Compared with the surgery scene just before, where death was suggested indirectly, through jars filling with blood and the patient’s rapidly fading pulse, this death is simple and direct—one shot, a little blood, and gone. There’s something here, in this moment, in these different deaths so close to each other, and not all the terrible dialogue to follow can entirely erase it.
But this scene also doesn’t make a lot of sense, which heightens its dreamlike qualities in the moment, but undoes them afterward. Why suicide over this death, surely one of many in a career in medicine? We are told later on that Christiansen has attempted the same surgery more than once without success, but even then, that doesn’t seem to answer the question of why this patient, right now.
When Thackery delivers the eulogy at Christiansen’s funeral, he rambles on about the march of progress and the inevitability of death. But this address seems more aimed at the audience watching the show, who know that medical progress will indeed march on and that death does remain inevitable, than it is at this suicide. Instead of illuminating it, in fact, it just makes it harder to understand. But Christiansen’s suicide, in the end, is tossed aside. By the end of the episode he seems entirely forgotten.

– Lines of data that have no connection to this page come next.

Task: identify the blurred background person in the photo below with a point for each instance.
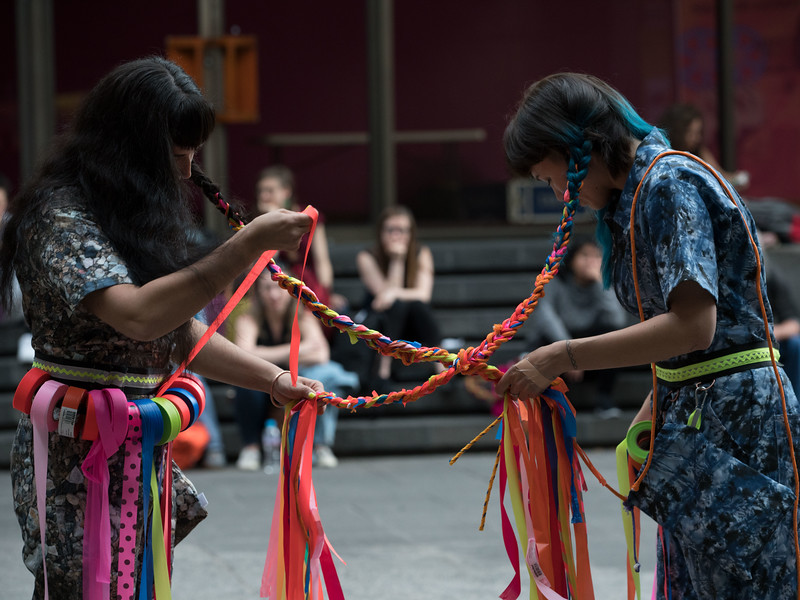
(684, 126)
(398, 275)
(685, 129)
(266, 331)
(276, 189)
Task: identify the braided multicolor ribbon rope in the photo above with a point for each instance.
(468, 361)
(299, 554)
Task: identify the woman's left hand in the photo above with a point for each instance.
(284, 392)
(532, 375)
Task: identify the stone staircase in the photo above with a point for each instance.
(479, 282)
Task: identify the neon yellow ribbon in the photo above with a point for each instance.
(715, 365)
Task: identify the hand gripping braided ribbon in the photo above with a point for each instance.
(299, 554)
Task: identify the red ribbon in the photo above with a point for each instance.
(111, 412)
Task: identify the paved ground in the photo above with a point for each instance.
(407, 527)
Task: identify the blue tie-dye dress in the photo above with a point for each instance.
(687, 229)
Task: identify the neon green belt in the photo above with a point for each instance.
(723, 365)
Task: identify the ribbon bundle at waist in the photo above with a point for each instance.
(109, 420)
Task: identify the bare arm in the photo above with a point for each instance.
(224, 361)
(688, 326)
(151, 311)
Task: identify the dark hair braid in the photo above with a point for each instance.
(212, 192)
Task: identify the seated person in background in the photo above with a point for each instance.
(275, 189)
(266, 331)
(575, 305)
(398, 276)
(683, 124)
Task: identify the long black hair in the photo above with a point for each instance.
(118, 156)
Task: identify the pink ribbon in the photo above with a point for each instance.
(43, 422)
(126, 567)
(111, 412)
(509, 540)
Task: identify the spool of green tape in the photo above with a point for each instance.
(172, 420)
(638, 441)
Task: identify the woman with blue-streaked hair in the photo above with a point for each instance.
(721, 483)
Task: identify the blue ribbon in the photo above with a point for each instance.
(569, 427)
(152, 430)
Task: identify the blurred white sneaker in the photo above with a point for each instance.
(249, 459)
(325, 457)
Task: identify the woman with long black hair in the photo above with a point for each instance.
(99, 241)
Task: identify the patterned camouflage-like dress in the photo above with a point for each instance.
(687, 229)
(62, 257)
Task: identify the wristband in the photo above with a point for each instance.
(27, 388)
(73, 412)
(272, 389)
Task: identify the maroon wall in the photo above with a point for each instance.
(458, 64)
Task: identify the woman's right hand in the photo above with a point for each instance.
(280, 229)
(284, 392)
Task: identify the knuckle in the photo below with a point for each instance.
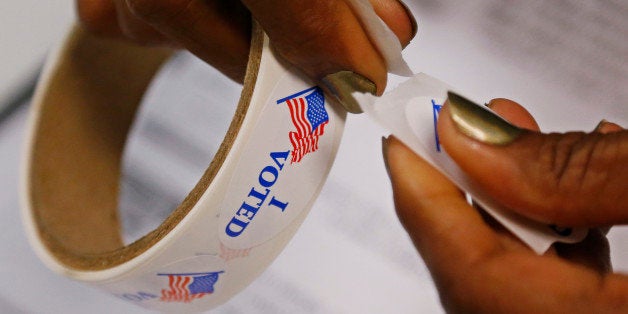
(94, 16)
(576, 167)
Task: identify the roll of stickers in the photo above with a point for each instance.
(254, 195)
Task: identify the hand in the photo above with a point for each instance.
(320, 37)
(566, 179)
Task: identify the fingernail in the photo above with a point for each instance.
(600, 125)
(342, 84)
(415, 26)
(480, 124)
(385, 153)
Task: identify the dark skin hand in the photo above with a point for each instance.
(478, 266)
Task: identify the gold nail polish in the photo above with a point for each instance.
(342, 84)
(478, 123)
(385, 153)
(414, 24)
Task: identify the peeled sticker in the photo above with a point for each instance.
(410, 112)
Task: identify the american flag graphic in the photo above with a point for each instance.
(188, 287)
(309, 116)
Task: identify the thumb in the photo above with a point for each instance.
(571, 179)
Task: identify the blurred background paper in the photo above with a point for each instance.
(564, 60)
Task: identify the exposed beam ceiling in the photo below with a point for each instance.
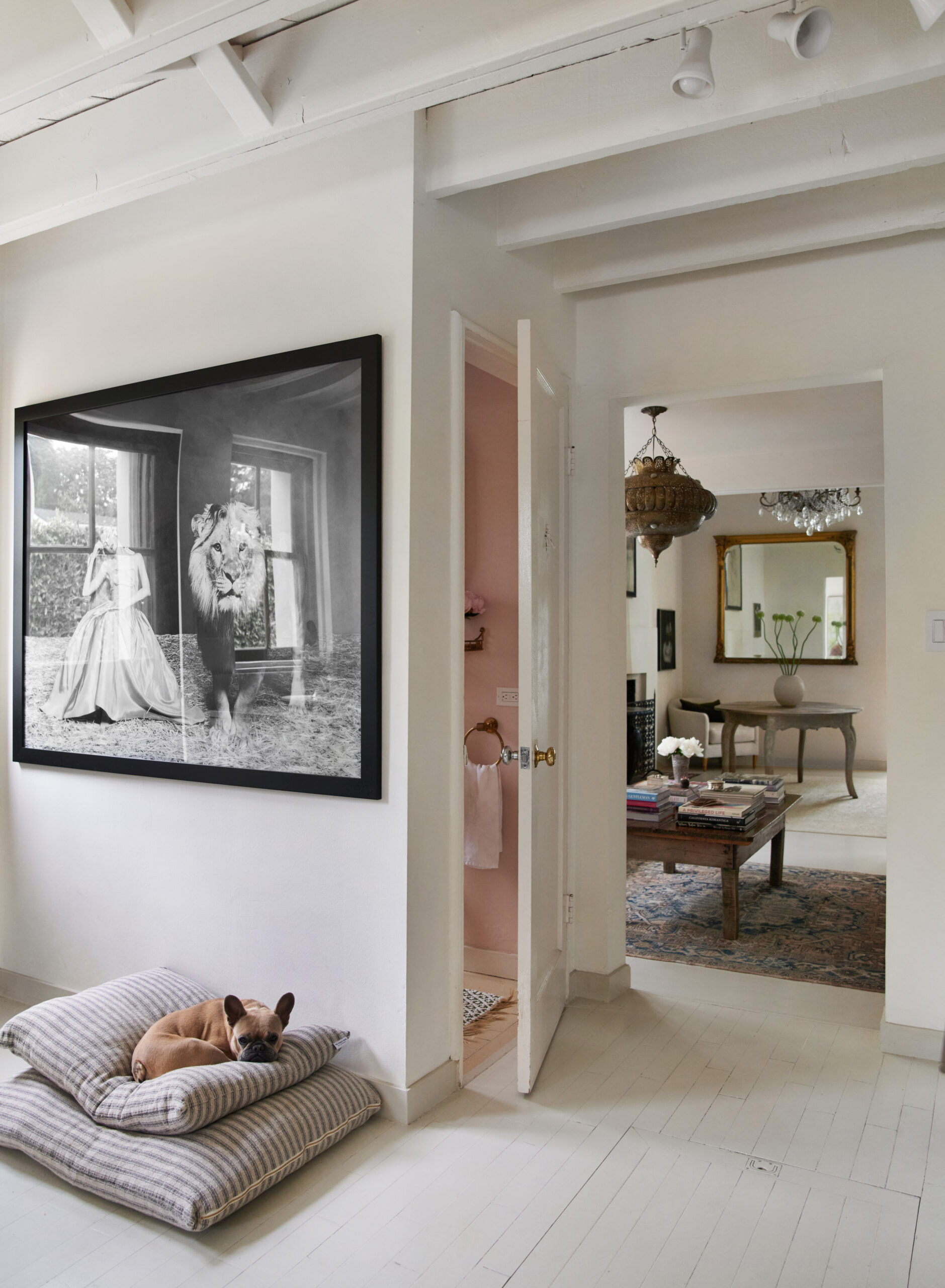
(783, 226)
(624, 102)
(856, 138)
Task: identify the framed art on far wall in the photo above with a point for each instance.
(666, 639)
(631, 567)
(197, 575)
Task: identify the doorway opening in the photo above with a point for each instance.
(823, 921)
(491, 686)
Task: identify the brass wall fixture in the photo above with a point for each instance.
(662, 502)
(490, 726)
(478, 645)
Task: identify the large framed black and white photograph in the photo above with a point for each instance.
(197, 581)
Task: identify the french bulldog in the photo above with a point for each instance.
(214, 1032)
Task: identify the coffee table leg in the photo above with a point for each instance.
(729, 903)
(777, 868)
(850, 739)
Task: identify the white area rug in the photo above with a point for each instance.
(827, 808)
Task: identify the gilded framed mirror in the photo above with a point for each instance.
(773, 572)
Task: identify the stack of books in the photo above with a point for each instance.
(649, 803)
(736, 809)
(773, 785)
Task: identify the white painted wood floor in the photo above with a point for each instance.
(630, 1165)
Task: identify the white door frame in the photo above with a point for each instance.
(504, 355)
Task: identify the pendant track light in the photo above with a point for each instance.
(695, 76)
(929, 12)
(806, 34)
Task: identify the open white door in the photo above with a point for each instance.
(543, 692)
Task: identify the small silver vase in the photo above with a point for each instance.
(788, 691)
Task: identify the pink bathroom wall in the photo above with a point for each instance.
(492, 571)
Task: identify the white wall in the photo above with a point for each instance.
(863, 686)
(250, 892)
(852, 311)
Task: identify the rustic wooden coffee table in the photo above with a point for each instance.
(714, 848)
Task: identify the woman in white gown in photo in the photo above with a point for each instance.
(114, 663)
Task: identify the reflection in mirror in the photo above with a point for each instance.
(760, 576)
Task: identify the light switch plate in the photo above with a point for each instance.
(935, 630)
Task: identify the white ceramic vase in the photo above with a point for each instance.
(788, 691)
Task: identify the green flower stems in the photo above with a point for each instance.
(788, 663)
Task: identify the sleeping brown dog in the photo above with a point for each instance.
(213, 1033)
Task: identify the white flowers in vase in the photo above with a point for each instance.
(680, 748)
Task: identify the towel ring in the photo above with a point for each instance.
(488, 726)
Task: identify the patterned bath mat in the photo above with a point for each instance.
(820, 926)
(475, 1005)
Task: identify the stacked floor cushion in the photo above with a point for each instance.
(191, 1147)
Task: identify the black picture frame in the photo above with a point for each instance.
(631, 567)
(361, 361)
(733, 580)
(666, 639)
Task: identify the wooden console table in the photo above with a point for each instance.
(714, 848)
(770, 716)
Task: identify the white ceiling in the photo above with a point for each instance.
(563, 107)
(828, 437)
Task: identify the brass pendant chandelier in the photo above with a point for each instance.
(662, 502)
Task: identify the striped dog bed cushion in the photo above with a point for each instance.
(83, 1043)
(190, 1181)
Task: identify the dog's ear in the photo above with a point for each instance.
(233, 1009)
(284, 1008)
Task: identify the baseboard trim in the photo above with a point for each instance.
(405, 1104)
(599, 987)
(26, 990)
(487, 961)
(905, 1040)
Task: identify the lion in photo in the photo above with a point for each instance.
(227, 584)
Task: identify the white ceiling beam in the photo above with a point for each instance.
(854, 139)
(436, 49)
(622, 102)
(110, 21)
(166, 31)
(223, 71)
(785, 226)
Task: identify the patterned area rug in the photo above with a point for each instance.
(820, 926)
(475, 1005)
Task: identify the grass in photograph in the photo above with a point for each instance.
(322, 737)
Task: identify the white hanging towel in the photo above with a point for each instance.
(483, 816)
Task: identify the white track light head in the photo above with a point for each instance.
(805, 34)
(695, 77)
(929, 12)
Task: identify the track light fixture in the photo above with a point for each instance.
(929, 12)
(695, 77)
(806, 34)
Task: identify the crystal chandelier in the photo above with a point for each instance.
(662, 502)
(813, 511)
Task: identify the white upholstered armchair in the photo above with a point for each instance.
(696, 725)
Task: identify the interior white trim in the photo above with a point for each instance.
(405, 1104)
(487, 961)
(907, 1040)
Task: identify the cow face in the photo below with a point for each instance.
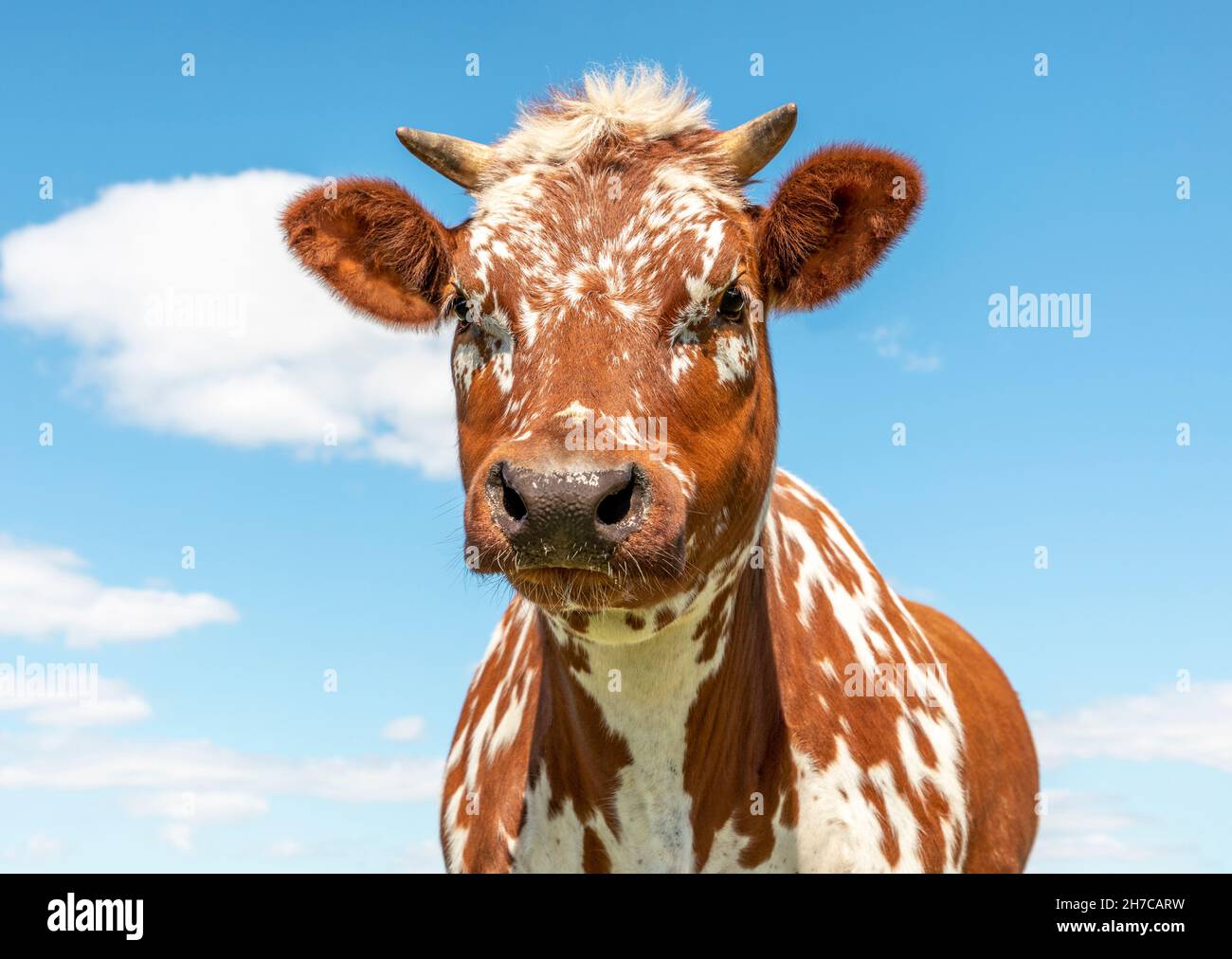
(615, 398)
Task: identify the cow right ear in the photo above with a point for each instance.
(376, 246)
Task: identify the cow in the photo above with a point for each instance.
(700, 669)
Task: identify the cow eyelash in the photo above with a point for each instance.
(461, 307)
(732, 310)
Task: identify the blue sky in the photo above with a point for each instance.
(218, 747)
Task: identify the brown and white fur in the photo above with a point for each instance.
(711, 694)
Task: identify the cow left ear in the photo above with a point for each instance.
(832, 221)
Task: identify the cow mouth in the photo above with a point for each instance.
(570, 587)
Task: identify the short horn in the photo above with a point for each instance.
(752, 146)
(462, 160)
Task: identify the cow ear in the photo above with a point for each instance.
(832, 221)
(378, 249)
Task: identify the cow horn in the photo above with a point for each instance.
(462, 160)
(752, 146)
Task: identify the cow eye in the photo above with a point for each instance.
(731, 306)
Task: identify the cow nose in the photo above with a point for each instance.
(567, 517)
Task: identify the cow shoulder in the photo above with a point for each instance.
(875, 732)
(487, 767)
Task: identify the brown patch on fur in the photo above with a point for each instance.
(594, 853)
(1003, 775)
(735, 740)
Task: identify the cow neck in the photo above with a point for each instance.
(709, 672)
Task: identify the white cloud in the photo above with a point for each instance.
(1080, 827)
(1191, 726)
(888, 344)
(286, 848)
(45, 592)
(191, 317)
(79, 763)
(109, 703)
(177, 835)
(405, 729)
(200, 806)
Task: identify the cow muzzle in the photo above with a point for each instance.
(571, 517)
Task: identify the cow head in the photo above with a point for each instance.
(615, 398)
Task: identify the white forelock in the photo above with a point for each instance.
(637, 101)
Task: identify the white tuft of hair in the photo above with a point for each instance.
(636, 101)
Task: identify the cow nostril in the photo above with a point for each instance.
(514, 504)
(616, 505)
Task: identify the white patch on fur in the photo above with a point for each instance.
(639, 102)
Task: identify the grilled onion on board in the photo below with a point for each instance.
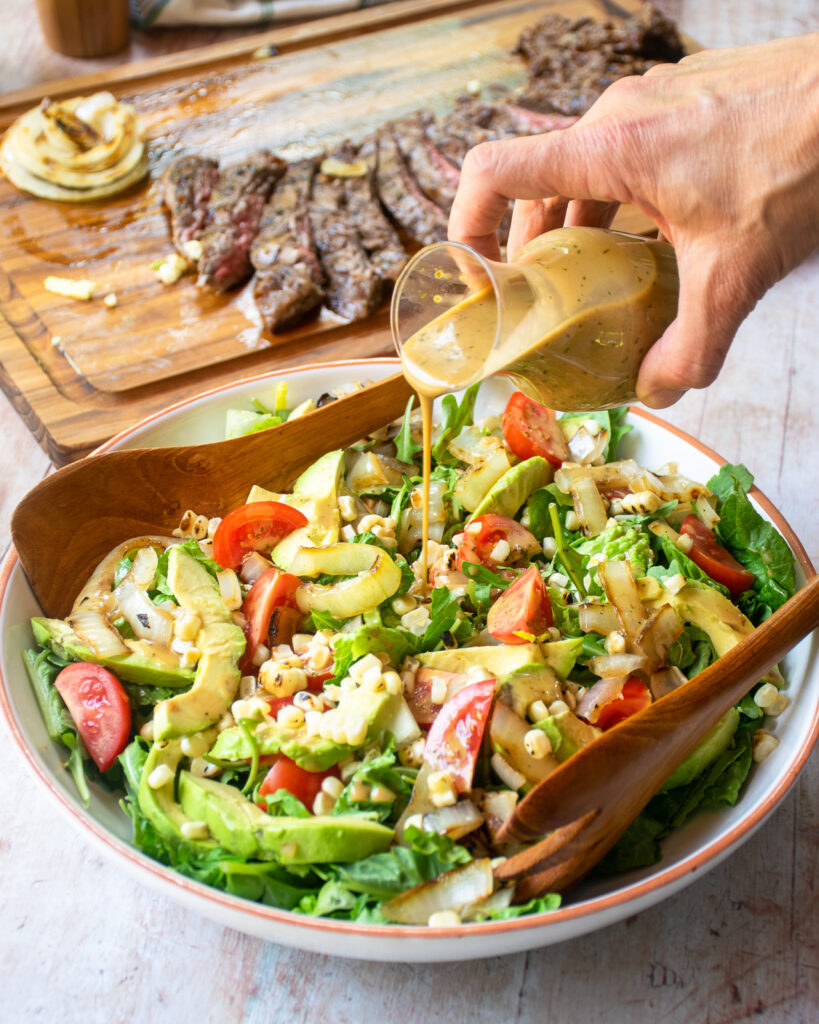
(78, 150)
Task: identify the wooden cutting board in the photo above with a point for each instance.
(79, 372)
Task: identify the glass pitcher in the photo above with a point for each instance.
(569, 320)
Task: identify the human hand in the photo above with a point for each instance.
(721, 151)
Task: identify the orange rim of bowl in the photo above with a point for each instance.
(712, 852)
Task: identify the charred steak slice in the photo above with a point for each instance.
(186, 187)
(377, 235)
(422, 219)
(289, 279)
(236, 204)
(353, 288)
(436, 175)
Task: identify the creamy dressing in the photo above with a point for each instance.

In addition to being very beautiful, The Knick is also smart about other aspects of its presentation. It avoids feeling too much like a bunch of people wearing period drag by using a soundtrack that’s all electronic music. Clive Owen, despite often being given remarkably stupid lines, does the work to sell them. And those surgery scenes are disgustingly hypnotic viewing. But on their own those traits won’t be enough to sustain it for very long.